State Sen. Craig Miner, R-Litchfield, and Rep. Stephen Harding, R-Brookfield, ranking members of the legislature’s Environmental Committee, issued a statement Thursday calling for additional documents from DEEP in connection with the tree removal. In their statement, Miner said it appears DEEP has no intention of considering the testimony given by experts.

“They have no plan for replanting, bank stabilization, damage mitigation to endangered species in the area, and no plan to mitigate damage and disruption in the area,” Miner stated. “While DEEP officials did their best to feign contrition, the thoughtful testimony of experts and stakeholders at last week’s hearing did not receive a frog’s lick worth of consideration.”

DEEP has said the massive cutting of trees at the park that began in the fall was part of its statewide hazardous tree removal program. But the initiative was never communicated to the public, and it was only after passers-by on Route 7 saw the mounds of cut limbs piled high that the issue raised a stir.

Postings expressing anger and frustration appeared on social media, and a group called Housatonic Meadows Preservation Action was formed. State Rep. Maria Horn, D-Salisbury, and Miner were notified.

As a result of several requests, DEEP Deputy Commissioner Mason Trumble called a virtual hearing last week.

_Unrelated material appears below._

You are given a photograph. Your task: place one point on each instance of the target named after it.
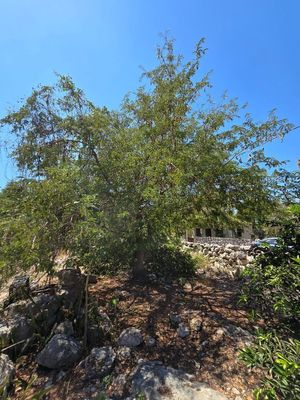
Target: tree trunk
(139, 270)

At that session, he and other DEEP officials apologized for the lack of communication, but the action group’s request for a moratorium on tree cutting was turned down. DEEP representatives have said tree removals are needed because bank erosion, combined with root compaction from car and foot traffic, had made them unstable. When one fell down in the parking lot, it became a safety concern.

Will Healey, DEEP’s media relations manager, said Thursday the contractor will be working in the coming days to remove those trees that were identified on the map during the hearing. He expects the work to be completed within the next few days. Asked if the police presence would continue, he said they will be present for the duration of the removal operations to ensure the safety of visitors.

Miner said DEEP could have avoided public embarrassment had the process been handled in a more credible fashion. He said DEEP Commissioner Katie Dykes spoke about an internal investigation being conducted, and he and Harding will be requesting an informational hearing when that report is released.

“My aim this year is to offer legislation that will inform this process of hazardous tree removal going forward, absent some disaster declaration from a governor,” Miner said.

On Thursday, DEEP workers were at the end of the road near the boat launch. Several Environmental Conservation police officers were behind a snow fence, making sure no one from the public went near that area.

“It’s a matter of public safety,” said Elise Bouthillier, a DEEP public information officer.

Those who came to decry the tree cutting held signs and chanted pleas. Treasa Pattison of Cornwall, who is calling herself “Tree sa” these days, had a sign that read “DEEP Shame.” She and others wore large orange paper dots over their hearts to represent the oak trees that were destroyed. Those marked for removal had large orange circles painted on their trunks.

Michael Nadeau of Sharon, a retired state-certified arborist who has been involved since the project came to light, said DEEP uses a poor set of criteria when it assesses hazardous trees.

“They don’t prune them,” he said. “They don’t use horticultural practices; they just remove them. We need to get people in DEEP to do correct assessments.”

Stuart Rabinowitz, president of Bethlehem Land Trust, added, “They took down trees that are helpful to the environment. They should be ashamed of themselves.”